The choreography of Jones involves a fusion of cultural inspirations – from the rituals that enslaved Africans brought to America to Irish step dancing. Garrett Coleman and Jason Oremus play the lead Irish roles and created the Irish dancing on stage. We see the two groups gradually borrow from each other: The Irish performers bend and thrust their bodies in freer movements; the Black dancers find ways to vary their footwork from stomping to quicker, lighter stepping – a vibrant integration of different rhythms and a melding of one tradition into another that ultimately would lead to the new American form called tap.
“The people who came [to America] were seeing the dances of the others they met,” says Lambert. “I do believe they appropriated styles and they shared by watching and looking. ‘Appropriation’ means taking something and making it your own,” he adds. A dance-off, in which an escaped enslaved man and a young Irish immigrant compete to win a large sum of money, is a highlight of “Paradise Square.”
But beyond the roistering and friendly competition at Nelly’s tavern, a storm is brewing. A white politician views Nelly’s establishment as the place where white and Black people can come together, and he sets out to destroy it, in fear of the combined power of the two groups. “The African Americans and the Irish immigrants were considered dirt by the upper classes,” observes Kaufman, the director.
The wily politician successfully exploits the frustration and anger of a returning soldier, an Irish immigrant who can’t find work, by convincing him that free Black men have taken his job. This conflict, set against the background of citywide protests against a draft order by President Abraham Lincoln, touches off riots in Five Points.
The parallels to our own time could not be clearer, despite being clothed in colorful period costumes and scenery. The musical underscores the point that, as in mid-19th century New York, the issues of racial injustice, class conflict, the plight of immigrants, and the struggle for equality continue to roil society. Like the blockbuster “Hamilton,” it reaches back into history to illuminate key areas where America has fallen short of its promise.
The music was composed by Jason Howland, with additions to the score by Larry Kirwan, the originator of the work, which began its life as the 2012 musical “Hard Times.” Howland incorporates elements of Civil War-era tunes by Stephen Foster such as “Oh! Susanna” and “Camptown Races,” along with Irish dance music, patriotic anthems, and soaring power ballads. Foster, who lived for a time in Five Points, is also a character in the show.

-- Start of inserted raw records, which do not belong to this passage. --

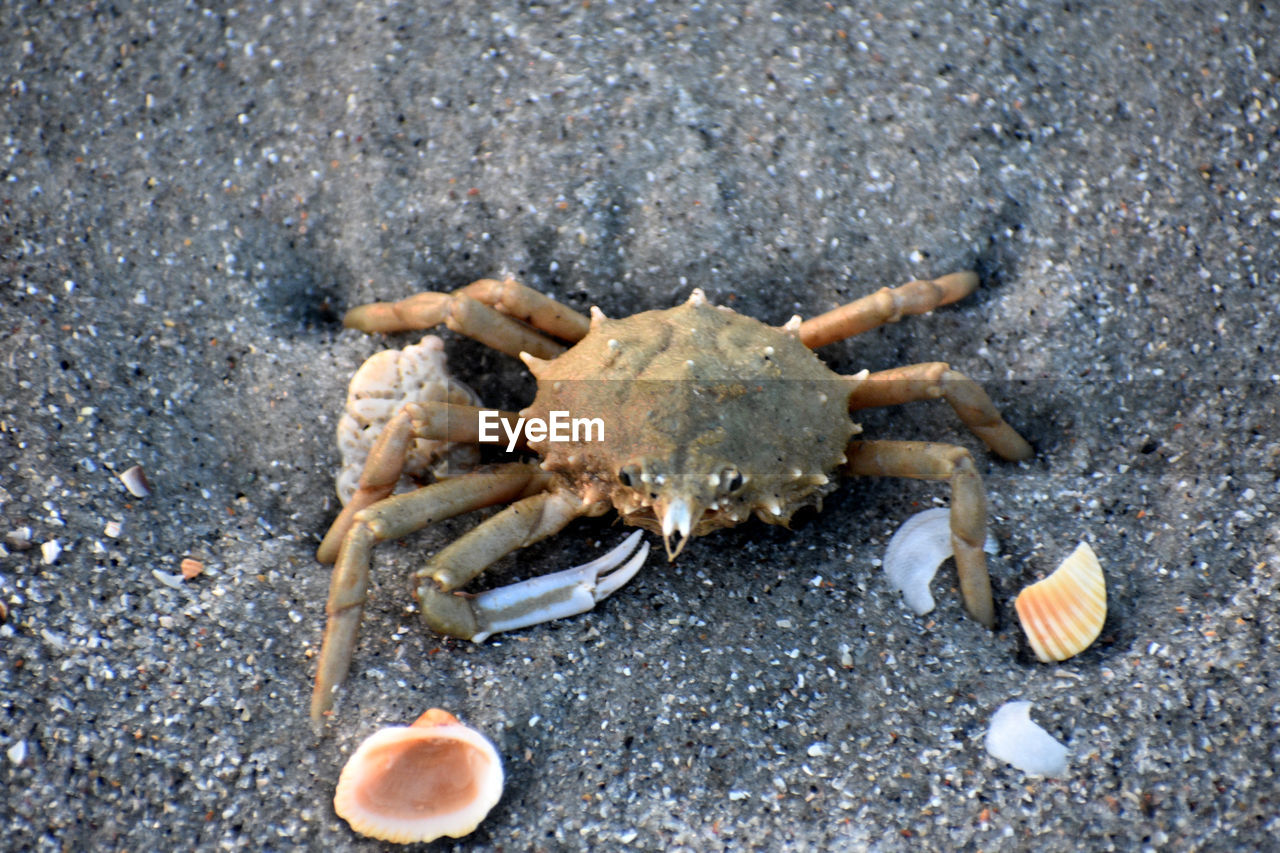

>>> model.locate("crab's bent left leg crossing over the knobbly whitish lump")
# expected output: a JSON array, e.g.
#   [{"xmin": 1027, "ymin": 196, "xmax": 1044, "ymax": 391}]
[{"xmin": 316, "ymin": 402, "xmax": 524, "ymax": 562}]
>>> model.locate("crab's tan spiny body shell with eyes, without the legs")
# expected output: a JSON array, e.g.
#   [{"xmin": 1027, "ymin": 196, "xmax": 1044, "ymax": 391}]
[{"xmin": 521, "ymin": 291, "xmax": 865, "ymax": 556}]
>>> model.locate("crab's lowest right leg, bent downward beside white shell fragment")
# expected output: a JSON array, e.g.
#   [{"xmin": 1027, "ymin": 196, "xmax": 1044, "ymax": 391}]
[{"xmin": 842, "ymin": 441, "xmax": 996, "ymax": 628}]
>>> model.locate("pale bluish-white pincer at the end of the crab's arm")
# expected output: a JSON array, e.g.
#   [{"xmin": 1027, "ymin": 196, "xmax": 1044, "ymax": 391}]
[{"xmin": 471, "ymin": 530, "xmax": 649, "ymax": 643}]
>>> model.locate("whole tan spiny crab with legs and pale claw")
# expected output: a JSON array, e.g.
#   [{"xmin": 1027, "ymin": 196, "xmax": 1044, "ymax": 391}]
[{"xmin": 311, "ymin": 272, "xmax": 1032, "ymax": 722}]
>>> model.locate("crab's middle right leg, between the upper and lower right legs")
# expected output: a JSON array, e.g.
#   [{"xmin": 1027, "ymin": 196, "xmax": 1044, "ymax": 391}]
[{"xmin": 849, "ymin": 361, "xmax": 1033, "ymax": 460}]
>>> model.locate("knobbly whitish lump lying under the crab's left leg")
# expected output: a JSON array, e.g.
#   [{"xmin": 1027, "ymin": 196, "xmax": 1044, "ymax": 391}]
[{"xmin": 338, "ymin": 334, "xmax": 480, "ymax": 505}]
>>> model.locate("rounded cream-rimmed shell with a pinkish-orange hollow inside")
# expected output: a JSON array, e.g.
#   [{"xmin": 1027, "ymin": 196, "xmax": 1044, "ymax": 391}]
[{"xmin": 333, "ymin": 708, "xmax": 503, "ymax": 844}]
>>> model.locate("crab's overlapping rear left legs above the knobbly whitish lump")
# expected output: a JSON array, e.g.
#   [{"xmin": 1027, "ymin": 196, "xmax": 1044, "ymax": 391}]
[{"xmin": 343, "ymin": 278, "xmax": 590, "ymax": 359}]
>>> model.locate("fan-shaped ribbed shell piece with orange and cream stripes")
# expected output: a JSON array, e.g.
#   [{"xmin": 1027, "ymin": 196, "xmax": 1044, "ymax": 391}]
[{"xmin": 1014, "ymin": 542, "xmax": 1107, "ymax": 663}]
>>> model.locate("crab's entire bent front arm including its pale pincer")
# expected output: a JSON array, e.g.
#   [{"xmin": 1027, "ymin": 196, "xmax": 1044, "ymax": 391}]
[{"xmin": 410, "ymin": 492, "xmax": 637, "ymax": 643}]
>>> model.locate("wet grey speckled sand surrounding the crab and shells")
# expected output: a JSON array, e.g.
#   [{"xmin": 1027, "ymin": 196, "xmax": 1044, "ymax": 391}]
[{"xmin": 0, "ymin": 0, "xmax": 1280, "ymax": 852}]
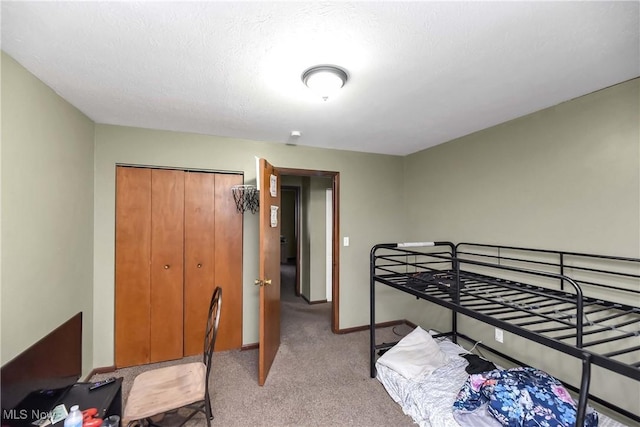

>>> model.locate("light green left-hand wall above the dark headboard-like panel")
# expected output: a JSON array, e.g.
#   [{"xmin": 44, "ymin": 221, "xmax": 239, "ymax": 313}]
[{"xmin": 1, "ymin": 53, "xmax": 94, "ymax": 374}]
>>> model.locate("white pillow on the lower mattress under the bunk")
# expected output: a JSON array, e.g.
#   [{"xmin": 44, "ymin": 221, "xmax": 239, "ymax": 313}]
[{"xmin": 376, "ymin": 326, "xmax": 449, "ymax": 379}]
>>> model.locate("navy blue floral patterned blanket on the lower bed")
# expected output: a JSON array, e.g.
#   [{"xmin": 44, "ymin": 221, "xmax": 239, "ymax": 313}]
[{"xmin": 453, "ymin": 367, "xmax": 598, "ymax": 427}]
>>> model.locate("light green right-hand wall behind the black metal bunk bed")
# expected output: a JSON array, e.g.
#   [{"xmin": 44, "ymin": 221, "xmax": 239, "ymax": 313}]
[{"xmin": 403, "ymin": 79, "xmax": 640, "ymax": 422}]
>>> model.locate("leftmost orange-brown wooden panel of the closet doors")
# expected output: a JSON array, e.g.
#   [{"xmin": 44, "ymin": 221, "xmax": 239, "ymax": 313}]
[{"xmin": 115, "ymin": 166, "xmax": 151, "ymax": 368}]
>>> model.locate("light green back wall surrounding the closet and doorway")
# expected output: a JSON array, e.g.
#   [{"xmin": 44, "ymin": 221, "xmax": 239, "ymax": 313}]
[{"xmin": 94, "ymin": 125, "xmax": 404, "ymax": 366}]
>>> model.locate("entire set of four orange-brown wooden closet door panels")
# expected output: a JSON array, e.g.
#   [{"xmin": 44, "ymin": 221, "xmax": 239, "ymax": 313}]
[{"xmin": 115, "ymin": 166, "xmax": 242, "ymax": 367}]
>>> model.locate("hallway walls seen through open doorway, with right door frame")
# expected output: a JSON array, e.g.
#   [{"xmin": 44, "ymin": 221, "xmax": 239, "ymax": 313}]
[{"xmin": 278, "ymin": 168, "xmax": 340, "ymax": 333}]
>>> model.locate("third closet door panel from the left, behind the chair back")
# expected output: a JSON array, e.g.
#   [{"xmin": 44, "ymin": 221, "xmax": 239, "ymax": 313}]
[{"xmin": 184, "ymin": 172, "xmax": 216, "ymax": 356}]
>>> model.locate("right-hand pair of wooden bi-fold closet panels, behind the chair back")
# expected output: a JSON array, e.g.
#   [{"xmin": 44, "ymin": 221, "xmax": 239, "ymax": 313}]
[{"xmin": 184, "ymin": 172, "xmax": 242, "ymax": 356}]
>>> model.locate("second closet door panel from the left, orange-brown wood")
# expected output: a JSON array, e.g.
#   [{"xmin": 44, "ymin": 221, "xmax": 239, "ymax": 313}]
[{"xmin": 150, "ymin": 169, "xmax": 184, "ymax": 363}]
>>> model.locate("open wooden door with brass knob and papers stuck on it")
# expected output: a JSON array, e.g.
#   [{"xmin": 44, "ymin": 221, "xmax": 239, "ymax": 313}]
[{"xmin": 256, "ymin": 159, "xmax": 281, "ymax": 385}]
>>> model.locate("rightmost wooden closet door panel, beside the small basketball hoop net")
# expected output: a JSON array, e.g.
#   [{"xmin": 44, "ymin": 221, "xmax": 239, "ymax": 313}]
[{"xmin": 215, "ymin": 174, "xmax": 244, "ymax": 351}]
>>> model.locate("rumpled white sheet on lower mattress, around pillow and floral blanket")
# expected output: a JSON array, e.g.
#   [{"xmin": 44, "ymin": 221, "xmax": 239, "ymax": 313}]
[{"xmin": 376, "ymin": 340, "xmax": 624, "ymax": 427}]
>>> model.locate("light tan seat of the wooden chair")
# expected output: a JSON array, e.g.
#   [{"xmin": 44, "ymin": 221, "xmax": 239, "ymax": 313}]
[{"xmin": 122, "ymin": 362, "xmax": 206, "ymax": 426}]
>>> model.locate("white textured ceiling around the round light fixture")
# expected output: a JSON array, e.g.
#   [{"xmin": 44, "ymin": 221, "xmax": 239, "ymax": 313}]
[{"xmin": 1, "ymin": 1, "xmax": 640, "ymax": 155}]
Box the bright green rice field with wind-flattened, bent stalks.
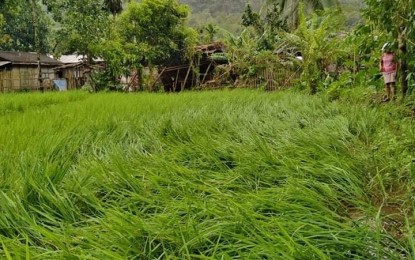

The two outstanding numbers are the dance competition and Nelly’s song after the riots are over, the scorching “Let It Burn” (sung by the powerfully voiced and expressive Kalukango). I found “Paradise Square” to be an enthralling spectacle of American history even though critical reactions in Chicago were mixed. Some reviewers suggested that the musical needs more work to sort out its cat’s cradle of plotlines. I agree, but I still think the show is a winner, in the manner of “Ragtime,” another period musical that was characterized by an uprising in the face of inequality and prejudice.
One thing that can’t be diminished is the energy and urgency of its performances, especially that of Kalukango. Her Nelly is the moral and emotional center around which “Paradise Square” revolves. I asked her via email if there’s a happy ending to her character’s story. “Happy would not be the word I would use,” she wrote in reply. “What I will say is that her future is full of possibilities. Nelly is not the type to be defeated for too long, so the end is a reset for her. To start anew with a new dream.”
Iris Fanger is an arts journalist who writes on dance and theater. “Paradise Square” is in previews at the Barrymore Theatre in New York and opens on Broadway April 3.